At the heart of this preliminary ruling was the question of jurisdiction. The sanctioned shareholders argued that the Dutch court was not the proper venue to hear the broad claims of non-wrongdoing. However, the court established its authority based on Article 24(2) of the Brussels I bis Regulation. This rule grants exclusive jurisdiction to the courts of the country where a company has its corporate seat for disputes concerning “the validity of the decisions of its organs.” As the key resolutions approving the restructuring were made by Dutch corporate bodies (a Stichting and several B.V.s), the court confirmed its exclusive power to rule on their validity.

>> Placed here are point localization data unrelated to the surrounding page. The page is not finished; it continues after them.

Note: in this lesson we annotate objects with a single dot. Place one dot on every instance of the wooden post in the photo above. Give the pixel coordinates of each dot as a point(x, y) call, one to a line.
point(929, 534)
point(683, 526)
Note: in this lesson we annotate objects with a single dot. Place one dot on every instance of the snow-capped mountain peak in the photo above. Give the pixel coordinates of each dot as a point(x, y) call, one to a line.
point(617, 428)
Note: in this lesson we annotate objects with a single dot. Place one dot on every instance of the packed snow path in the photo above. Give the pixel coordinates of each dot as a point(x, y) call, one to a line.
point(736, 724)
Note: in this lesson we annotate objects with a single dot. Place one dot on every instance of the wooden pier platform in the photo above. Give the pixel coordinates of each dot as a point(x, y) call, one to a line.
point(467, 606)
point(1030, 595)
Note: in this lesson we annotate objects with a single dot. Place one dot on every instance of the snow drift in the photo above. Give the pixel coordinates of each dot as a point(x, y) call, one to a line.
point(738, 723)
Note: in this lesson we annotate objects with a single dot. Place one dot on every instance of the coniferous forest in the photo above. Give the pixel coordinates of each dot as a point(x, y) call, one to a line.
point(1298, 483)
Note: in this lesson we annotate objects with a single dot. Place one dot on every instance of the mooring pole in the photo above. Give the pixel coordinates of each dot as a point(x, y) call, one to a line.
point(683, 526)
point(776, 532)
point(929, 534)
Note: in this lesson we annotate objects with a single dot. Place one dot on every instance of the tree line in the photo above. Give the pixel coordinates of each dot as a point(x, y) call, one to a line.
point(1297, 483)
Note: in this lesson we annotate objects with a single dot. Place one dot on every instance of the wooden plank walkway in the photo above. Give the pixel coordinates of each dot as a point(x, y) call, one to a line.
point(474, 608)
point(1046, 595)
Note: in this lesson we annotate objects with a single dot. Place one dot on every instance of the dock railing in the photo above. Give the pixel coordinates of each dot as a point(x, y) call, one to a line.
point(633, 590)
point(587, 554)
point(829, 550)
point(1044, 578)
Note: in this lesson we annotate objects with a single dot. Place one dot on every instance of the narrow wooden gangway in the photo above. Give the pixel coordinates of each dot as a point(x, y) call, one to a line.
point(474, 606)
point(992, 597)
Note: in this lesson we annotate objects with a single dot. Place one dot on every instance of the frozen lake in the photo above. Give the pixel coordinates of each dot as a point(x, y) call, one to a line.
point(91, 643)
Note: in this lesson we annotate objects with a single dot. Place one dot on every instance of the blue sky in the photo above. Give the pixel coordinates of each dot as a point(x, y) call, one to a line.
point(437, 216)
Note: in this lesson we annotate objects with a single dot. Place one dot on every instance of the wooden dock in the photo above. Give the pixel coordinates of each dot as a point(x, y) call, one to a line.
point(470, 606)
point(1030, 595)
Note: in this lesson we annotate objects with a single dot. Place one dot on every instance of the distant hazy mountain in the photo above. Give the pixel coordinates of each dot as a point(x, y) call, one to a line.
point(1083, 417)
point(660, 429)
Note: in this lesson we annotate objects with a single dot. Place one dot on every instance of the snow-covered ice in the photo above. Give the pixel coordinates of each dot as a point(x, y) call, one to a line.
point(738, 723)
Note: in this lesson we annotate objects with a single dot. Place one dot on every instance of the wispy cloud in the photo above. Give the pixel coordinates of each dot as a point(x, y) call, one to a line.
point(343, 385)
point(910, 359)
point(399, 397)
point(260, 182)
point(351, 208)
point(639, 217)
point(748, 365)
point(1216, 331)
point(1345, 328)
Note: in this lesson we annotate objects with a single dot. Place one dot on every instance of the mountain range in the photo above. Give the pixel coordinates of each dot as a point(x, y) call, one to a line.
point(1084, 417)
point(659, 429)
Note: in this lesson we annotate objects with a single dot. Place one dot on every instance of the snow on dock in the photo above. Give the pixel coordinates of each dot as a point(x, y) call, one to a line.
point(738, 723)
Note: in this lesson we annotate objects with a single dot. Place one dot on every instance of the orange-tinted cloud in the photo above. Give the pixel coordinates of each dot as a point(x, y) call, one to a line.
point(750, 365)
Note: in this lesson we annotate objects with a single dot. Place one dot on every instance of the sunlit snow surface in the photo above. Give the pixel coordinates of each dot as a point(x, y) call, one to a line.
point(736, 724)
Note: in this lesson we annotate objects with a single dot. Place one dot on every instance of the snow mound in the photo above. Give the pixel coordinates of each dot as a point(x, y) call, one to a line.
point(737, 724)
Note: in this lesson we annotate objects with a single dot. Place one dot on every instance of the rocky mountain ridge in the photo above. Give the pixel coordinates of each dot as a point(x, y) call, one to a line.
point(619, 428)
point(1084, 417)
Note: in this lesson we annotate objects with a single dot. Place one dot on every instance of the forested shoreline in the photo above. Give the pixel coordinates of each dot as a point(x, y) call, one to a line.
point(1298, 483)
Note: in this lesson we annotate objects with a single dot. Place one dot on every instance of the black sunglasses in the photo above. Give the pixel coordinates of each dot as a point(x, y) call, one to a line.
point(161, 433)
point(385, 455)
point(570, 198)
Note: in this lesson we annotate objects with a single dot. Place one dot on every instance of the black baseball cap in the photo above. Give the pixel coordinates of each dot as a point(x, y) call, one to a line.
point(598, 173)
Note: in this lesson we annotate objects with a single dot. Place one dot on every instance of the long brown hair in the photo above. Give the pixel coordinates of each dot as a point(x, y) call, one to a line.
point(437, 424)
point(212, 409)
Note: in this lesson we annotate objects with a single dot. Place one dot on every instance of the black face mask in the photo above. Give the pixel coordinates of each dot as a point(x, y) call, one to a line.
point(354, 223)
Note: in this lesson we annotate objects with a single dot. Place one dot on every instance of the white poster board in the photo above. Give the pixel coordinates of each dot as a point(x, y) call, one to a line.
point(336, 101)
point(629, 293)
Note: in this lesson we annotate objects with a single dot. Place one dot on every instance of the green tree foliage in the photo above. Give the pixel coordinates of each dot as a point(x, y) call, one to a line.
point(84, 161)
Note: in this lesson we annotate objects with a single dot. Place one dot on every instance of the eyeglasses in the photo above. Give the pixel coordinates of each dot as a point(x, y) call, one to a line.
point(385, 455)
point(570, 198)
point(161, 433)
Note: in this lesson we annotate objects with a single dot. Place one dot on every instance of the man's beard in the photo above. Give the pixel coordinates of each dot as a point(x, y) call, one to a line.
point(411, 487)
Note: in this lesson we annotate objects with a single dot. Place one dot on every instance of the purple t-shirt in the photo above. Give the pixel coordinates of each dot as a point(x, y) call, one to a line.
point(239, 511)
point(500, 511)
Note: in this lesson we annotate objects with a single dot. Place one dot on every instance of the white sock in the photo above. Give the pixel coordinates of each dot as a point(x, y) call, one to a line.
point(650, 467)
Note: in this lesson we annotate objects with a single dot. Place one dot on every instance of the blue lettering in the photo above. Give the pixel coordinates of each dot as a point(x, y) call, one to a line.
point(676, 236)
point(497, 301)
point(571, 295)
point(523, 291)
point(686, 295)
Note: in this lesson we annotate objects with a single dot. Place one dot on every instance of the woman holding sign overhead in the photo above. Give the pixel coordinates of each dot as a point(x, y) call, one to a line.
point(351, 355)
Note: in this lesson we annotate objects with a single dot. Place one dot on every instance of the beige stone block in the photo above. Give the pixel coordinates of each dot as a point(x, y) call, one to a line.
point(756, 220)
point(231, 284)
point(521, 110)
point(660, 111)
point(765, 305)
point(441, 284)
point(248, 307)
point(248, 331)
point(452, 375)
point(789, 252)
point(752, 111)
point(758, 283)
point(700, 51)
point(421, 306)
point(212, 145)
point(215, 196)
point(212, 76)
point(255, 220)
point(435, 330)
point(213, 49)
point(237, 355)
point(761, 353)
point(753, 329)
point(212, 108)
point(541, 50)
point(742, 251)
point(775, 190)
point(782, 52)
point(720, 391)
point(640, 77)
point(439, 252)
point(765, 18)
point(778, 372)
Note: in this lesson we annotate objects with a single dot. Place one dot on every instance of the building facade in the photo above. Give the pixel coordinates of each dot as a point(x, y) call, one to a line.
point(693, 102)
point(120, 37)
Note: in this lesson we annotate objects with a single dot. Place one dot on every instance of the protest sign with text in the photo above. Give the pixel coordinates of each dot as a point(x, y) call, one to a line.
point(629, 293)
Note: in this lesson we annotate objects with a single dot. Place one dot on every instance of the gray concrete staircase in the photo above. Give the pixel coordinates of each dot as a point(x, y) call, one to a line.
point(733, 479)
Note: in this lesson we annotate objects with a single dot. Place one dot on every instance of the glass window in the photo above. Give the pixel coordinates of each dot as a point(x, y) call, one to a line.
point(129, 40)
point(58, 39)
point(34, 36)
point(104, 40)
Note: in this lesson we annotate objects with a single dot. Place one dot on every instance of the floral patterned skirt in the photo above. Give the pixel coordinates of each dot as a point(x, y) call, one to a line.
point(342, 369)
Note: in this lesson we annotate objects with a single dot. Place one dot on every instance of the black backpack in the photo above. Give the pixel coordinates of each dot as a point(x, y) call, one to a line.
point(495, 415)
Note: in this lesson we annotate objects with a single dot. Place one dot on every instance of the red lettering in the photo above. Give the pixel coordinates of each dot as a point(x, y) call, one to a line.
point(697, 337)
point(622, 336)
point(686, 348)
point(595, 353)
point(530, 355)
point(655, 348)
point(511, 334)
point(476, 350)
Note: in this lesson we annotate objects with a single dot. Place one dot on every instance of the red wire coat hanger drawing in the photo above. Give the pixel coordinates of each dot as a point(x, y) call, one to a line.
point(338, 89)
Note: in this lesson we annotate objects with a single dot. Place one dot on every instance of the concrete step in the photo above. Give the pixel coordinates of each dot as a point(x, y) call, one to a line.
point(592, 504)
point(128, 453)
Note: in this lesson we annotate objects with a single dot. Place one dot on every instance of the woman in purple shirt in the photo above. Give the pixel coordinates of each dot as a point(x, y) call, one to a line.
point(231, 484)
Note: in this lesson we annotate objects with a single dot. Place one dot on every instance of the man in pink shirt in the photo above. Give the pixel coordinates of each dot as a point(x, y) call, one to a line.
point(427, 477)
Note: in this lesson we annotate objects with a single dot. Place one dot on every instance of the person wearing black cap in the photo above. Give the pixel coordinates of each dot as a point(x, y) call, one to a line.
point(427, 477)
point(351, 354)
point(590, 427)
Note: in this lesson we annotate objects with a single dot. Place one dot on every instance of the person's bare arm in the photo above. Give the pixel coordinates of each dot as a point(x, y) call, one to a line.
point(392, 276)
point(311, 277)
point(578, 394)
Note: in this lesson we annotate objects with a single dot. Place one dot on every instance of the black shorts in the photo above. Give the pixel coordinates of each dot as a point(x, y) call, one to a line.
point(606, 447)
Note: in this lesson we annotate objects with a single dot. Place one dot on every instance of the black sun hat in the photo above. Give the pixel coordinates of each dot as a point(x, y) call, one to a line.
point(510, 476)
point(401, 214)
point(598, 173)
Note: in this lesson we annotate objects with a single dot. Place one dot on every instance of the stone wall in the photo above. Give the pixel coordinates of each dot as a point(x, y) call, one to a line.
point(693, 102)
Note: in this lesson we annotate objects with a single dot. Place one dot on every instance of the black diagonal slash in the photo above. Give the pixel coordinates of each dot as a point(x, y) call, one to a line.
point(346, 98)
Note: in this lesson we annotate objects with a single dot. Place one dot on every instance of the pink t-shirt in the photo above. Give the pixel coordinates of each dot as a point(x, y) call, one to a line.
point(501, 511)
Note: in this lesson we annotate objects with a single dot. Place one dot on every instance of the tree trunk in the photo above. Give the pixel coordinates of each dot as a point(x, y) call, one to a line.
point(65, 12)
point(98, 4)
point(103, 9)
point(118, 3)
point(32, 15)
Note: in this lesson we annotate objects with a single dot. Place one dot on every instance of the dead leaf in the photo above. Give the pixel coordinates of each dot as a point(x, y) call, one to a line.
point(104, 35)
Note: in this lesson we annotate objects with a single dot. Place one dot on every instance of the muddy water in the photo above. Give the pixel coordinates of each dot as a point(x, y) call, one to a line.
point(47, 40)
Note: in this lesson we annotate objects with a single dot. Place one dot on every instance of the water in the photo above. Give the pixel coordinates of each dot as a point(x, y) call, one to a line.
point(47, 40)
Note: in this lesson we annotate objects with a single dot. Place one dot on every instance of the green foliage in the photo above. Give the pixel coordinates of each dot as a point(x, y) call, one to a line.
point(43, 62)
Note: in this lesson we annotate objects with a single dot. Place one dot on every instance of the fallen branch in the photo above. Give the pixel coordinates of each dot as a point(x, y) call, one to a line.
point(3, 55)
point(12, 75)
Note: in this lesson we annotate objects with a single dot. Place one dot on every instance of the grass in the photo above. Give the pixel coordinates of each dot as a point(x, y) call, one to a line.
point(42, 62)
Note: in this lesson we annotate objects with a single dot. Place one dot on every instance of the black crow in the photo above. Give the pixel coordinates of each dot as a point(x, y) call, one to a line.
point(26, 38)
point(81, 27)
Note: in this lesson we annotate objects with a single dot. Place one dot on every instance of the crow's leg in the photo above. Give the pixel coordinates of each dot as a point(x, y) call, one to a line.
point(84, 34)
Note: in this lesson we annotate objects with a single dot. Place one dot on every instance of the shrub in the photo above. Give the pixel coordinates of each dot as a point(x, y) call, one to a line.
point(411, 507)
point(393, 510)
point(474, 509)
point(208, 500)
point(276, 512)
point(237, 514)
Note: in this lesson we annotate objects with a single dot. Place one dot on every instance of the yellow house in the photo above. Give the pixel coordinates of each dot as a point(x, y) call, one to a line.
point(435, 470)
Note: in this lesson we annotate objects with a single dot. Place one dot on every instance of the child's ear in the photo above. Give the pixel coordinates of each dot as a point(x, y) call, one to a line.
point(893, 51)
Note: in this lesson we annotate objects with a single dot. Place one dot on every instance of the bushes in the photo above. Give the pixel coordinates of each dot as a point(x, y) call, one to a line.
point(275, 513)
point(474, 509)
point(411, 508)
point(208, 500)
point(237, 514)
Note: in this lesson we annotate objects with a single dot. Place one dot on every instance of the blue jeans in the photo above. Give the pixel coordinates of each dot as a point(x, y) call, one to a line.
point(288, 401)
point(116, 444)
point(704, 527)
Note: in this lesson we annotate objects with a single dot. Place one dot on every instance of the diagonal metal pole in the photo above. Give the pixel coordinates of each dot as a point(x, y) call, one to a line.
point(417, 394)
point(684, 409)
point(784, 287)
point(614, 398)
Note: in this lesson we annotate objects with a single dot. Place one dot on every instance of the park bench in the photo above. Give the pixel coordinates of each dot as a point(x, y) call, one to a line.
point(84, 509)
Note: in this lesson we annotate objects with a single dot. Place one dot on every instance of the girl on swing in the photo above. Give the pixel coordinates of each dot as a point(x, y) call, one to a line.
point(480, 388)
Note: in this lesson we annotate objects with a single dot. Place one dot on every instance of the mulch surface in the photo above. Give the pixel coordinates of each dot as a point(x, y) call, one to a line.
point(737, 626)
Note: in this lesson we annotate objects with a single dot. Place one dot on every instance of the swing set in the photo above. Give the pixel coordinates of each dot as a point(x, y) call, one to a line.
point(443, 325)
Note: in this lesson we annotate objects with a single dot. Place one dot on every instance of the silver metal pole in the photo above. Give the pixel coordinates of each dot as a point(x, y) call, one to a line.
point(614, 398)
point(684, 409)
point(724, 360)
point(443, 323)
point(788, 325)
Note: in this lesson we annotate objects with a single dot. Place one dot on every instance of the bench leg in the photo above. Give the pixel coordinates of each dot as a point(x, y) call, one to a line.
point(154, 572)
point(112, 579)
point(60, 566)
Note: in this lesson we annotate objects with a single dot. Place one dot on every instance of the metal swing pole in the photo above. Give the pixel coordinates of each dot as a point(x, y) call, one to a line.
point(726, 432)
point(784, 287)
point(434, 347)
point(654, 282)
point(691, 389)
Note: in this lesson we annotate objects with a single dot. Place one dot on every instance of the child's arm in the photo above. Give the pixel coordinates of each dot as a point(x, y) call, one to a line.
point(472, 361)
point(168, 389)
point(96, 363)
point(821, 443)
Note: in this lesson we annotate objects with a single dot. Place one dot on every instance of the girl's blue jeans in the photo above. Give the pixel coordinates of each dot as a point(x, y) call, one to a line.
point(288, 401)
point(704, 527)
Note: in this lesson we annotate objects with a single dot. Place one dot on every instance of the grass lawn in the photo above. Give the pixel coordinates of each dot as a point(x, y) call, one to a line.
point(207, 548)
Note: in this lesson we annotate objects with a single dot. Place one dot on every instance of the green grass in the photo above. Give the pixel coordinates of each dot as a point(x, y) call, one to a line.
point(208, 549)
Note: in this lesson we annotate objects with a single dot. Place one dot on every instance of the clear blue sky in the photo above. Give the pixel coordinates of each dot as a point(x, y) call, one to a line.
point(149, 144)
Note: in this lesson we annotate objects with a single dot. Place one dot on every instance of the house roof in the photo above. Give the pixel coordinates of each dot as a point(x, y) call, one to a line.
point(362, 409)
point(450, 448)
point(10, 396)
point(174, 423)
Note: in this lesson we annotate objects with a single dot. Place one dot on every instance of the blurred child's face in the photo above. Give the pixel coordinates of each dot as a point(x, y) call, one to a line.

Most significantly, the court extended this exclusive jurisdiction to cover all related claims, including whether the company’s partners and directors acted wrongfully in executing the deal. Citing the European Court of Justice’s landmark E.ON precedent, the Amsterdam court reasoned that the alleged unlawful acts were not merely connected to the corporate decisions—they were the direct implementation of them. The lawfulness of the sale and the validity of the underlying corporate resolutions are two sides of the same coin. Allowing these related claims to be heard in different countries would risk contradictory judgments and undermine the efficient administration of justice. This reasoning solidified the Dutch court’s role as the single, appropriate venue to hear the entire, interconnected dispute.